Благодаря разработкам в области геномных, транскриптомных и других технологий больших данных стало возможно исследовать не только совокупные молекулярные характеристики опухолей, но и, сопоставляя данные с клинико-морфологическими характеристиками, стадией заболевания, ответом на лечение, определять диагностическую и клиническую значимость выявленных молекулярных характеристик [26]. Такие совокупные молекулярные характеристики иногда именуют сигнатурами экспрессии генов. По определению сигнатура экспрессии гена — это определенная группа генов, коррелирующих генетические изменения с конкретными клиническими переменными, такими как диагноз или прогноз [27]. В последние годы исследователями было разработано и предложено множество сигнатур экспрессии генов, которые могут быть использованы в качестве классификации типов различных опухолей, для установления их стадий и, что немаловажно, прогноза заболевания, так как именно прогностические сигнатуры могут помочь врачу реализовать персонифицированный подход к пациенту и подобрать верную терапевтическую стратегию [28].

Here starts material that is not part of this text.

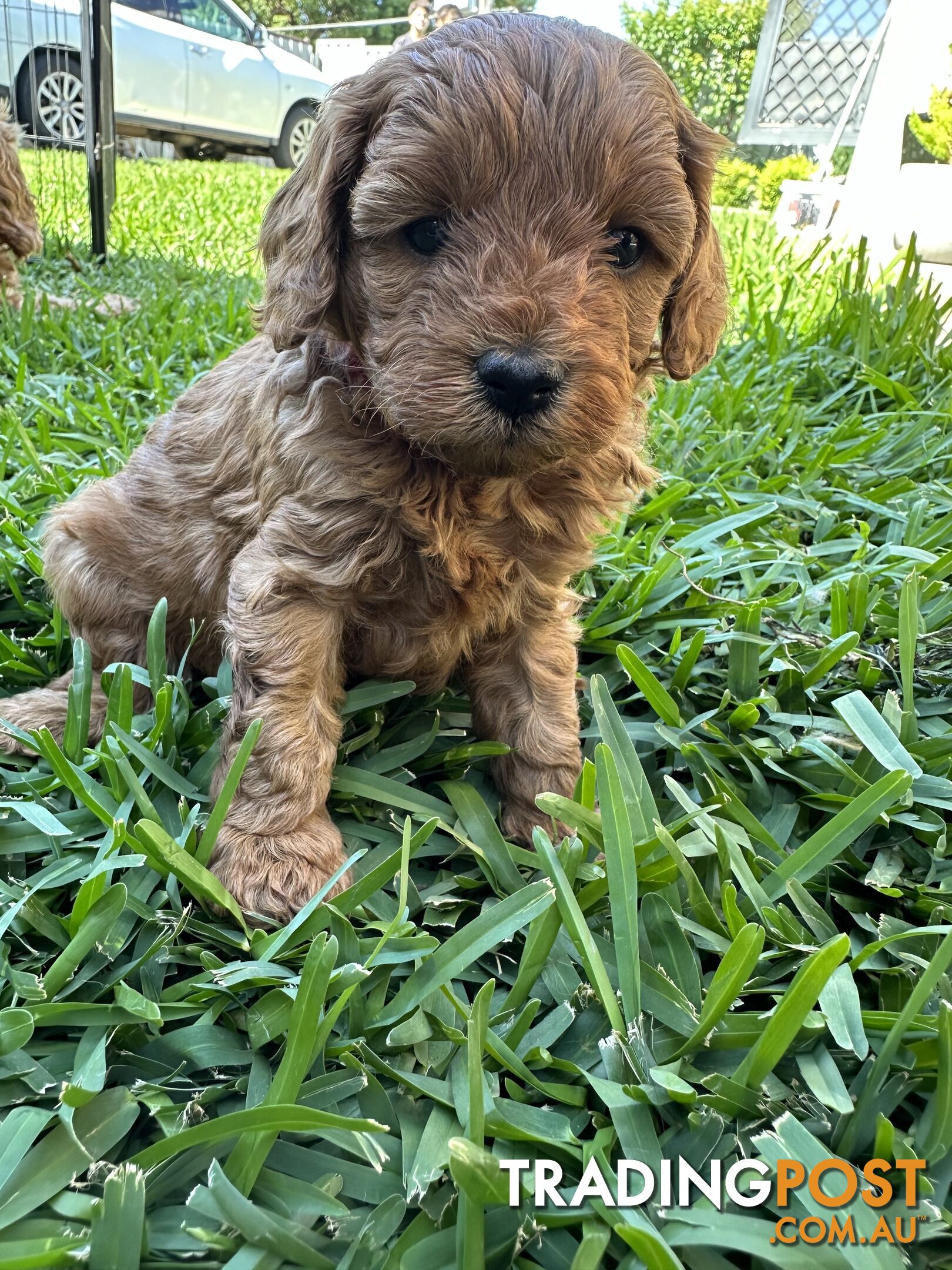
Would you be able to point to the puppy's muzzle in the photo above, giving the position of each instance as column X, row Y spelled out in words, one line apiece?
column 518, row 384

Совсем недавно тесты профилирования экспрессии генов начали применять в клинической практике для определения того, какие пациенты с ранней стадией эстрогензависимого рака молочной железы и отсутствием метастатического поражения лимфатических узлов нуждаются в адъювантной химиотерапии. Результаты данных тестов определяют риски рецидива опухоли и позволяют пациентам с низким риском избежать возможного ненужного лечения и краткосрочных и долгосрочных побочных эффектов, связанных с химиотерапией. Используется несколько коммерчески доступных тестов — Oncotype DX, Prosigna (PAM50), EndoPredict и MammaPrint, произведенных компанией Genomic Health Inc. (Калифорния) [29].

Первым из этих анализов был создан тест профилирования генов MammaPrint, разработанный Нидерландским институтом рака, он базируется на определении 70 генов, что позволяет выделить пациенток с раком молочной железы, имеющих высокий риск развития метастазов в течение 5 лет с момента постановки диагноза. Тест проводится с использованием метода профилирования экспрессии генов на основе микрочипирования на образцах свежей либо архивной ткани (замороженная ткань, биоптаты, заключенные в парафин) [30, 31].

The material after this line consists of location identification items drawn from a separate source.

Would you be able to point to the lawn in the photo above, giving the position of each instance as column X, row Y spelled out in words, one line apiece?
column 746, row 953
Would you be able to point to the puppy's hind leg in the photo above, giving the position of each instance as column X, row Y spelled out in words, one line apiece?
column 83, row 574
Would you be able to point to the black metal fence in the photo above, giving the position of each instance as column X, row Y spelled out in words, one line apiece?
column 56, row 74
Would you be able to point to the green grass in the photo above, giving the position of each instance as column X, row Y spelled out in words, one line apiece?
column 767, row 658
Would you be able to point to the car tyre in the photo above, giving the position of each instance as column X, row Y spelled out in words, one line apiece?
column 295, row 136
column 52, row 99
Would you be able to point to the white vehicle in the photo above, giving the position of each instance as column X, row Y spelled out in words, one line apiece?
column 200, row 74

Данный тест был одобрен к применению Управлением по санитарному надзору за качеством пищевых продуктов и медикаментов FDA (от англ. Food and Drug Administration») в 2007 г. [32]. Также этот тест в качестве прогностического диагностического инструмента рекомендован Европейским обществом медицинской онкологии ESMO (European Society of Medical Oncology) и Американским объединенным комитетом по раку AJCC (American Joint Committee Cancer) [33].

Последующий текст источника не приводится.